Enoch

Typological treatment in the corpus

Enoch, the seventh from Adam who walked with God for three hundred years and was taken without dying, is identified by Warnock and Noordzij as a type of believers who fully appropriate the victory over death in Christ. His translation without death is for both authors not a historical exception but a prophetic sign of future bodily redemption.

Biblical anchoring

ReferenceContext
Gen. 5:21-24Enoch walked 300 years with God; “he was not, for God took him”
Heb. 11:5”By faith Enoch was taken up so that he should not see death”
Jude 14-15Enoch prophesied concerning the coming judgment of the Lord
1Cor. 15:54”Death is swallowed up in victory” — Enoch as type of this fulfillment

Typological interpretation by author

Warnock

Warnock discusses Enoch in the context of his teaching on the manifestation of the sons of God and the conquest of the last enemy — death. In The Feast of Tabernacles he states:

“God is perfectly free to raise whom He will any time He chooses… Enoch did it. So did Elijah. And so shall the sons of God.”1

This statement is programmatic for Warnock’s eschatology: Enoch and Elijah are not untouchable exceptions but foreshadowings of what will be available to a company of overcomers at the close of the church age. The victory over death — the fulfillment of the Feast of Tabernacles — begins not with the general resurrection but already in mortality, through the appropriation of the resurrection life of Christ.

Noordzij

Noordzij treats Enoch in multiple works as the most explicit type of bodily redemption without death. In The Ark of Noah he writes concerning the meaning of Enoch’s name and his typological function:

“Enoch (=‘initiated one’) knew complete redemption, including from ‘the body of this death’ (Rom. 7:24). His whole being obeyed the Spirit. He did not die, but the Lord took him up, as a sign of those who will fully know Jesus as the ‘I am the resurrection and the life’ (John 11:25).”2

The phrase “as a sign of those” makes the typological application to future believers explicit. In Moses and the Way to Sonship Noordzij places Enoch alongside Elijah as an eschatological foreshadowing:

“Death is the last enemy, which is ‘swallowed up in victory’ (1 Cor. 15:54). What happened to Enoch and Elijah was a foreshadowing of this.”3

In The Inheritance of Jabez Noordzij states most precisely what Enoch as a type has attained:

“Enoch did not die. He obtained the true inheritance: complete redemption of the flesh into a new resurrection body in the kingdom of God (cf. Rom. 8).”4

Enoch represents for Noordzij not only eschatological hope but also the norm of the sonship type: complete obedience of spirit, soul, and body to the Spirit of God, resulting in an unbroken communion with the Lord that renders death powerless.
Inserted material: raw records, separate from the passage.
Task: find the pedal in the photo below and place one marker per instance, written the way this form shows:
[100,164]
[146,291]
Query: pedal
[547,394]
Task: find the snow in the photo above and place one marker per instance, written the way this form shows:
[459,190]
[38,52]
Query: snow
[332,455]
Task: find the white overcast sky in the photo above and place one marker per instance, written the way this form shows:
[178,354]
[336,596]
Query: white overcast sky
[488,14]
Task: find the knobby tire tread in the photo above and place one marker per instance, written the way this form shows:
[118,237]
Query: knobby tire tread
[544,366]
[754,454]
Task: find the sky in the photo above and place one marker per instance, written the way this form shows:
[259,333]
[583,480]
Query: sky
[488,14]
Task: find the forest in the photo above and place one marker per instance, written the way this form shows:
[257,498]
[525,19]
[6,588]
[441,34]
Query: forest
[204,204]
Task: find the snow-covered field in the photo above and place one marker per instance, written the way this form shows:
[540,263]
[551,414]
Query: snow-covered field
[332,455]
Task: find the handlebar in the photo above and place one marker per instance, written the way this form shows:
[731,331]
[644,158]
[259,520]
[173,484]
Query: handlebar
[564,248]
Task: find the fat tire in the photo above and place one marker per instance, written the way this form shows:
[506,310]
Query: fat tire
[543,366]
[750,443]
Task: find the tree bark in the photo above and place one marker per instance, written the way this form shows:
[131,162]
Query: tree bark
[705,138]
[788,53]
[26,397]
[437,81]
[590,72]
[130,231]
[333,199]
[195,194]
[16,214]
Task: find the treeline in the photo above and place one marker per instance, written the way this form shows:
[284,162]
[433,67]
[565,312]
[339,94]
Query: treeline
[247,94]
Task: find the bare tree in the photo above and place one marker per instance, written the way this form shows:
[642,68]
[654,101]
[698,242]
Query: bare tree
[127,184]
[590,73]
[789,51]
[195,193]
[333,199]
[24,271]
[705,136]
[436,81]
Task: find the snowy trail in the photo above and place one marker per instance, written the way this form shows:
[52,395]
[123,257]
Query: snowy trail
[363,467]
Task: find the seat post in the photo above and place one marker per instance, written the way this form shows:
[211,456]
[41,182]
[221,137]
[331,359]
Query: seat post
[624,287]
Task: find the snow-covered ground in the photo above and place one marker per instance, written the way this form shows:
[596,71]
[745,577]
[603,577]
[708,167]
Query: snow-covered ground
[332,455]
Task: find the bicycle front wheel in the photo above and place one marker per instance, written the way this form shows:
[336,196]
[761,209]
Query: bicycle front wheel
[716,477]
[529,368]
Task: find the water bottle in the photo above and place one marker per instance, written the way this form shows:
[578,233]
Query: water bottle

  • Connected: feast-of-tabernacles (the fulfillment of the Feast of Tabernacles as context for the victory over death)
  • Via glossary: sonship

Footnotes

Footnotes

  1. Warnock, b1 (The Feast of Tabernacles, 1951), ch. 12 — manifestation of the sons of God.

  2. Noordzij, b2 (The Ark of Noah), section “Enoch”.

  3. Noordzij, b1 (Moses and the Way to Sonship), section 5 — “Victory over death / immortality”.

  4. Noordzij, b4 (The Inheritance of Jabez), section “GOD’S ANSWER” — glorification as the goal of sonship.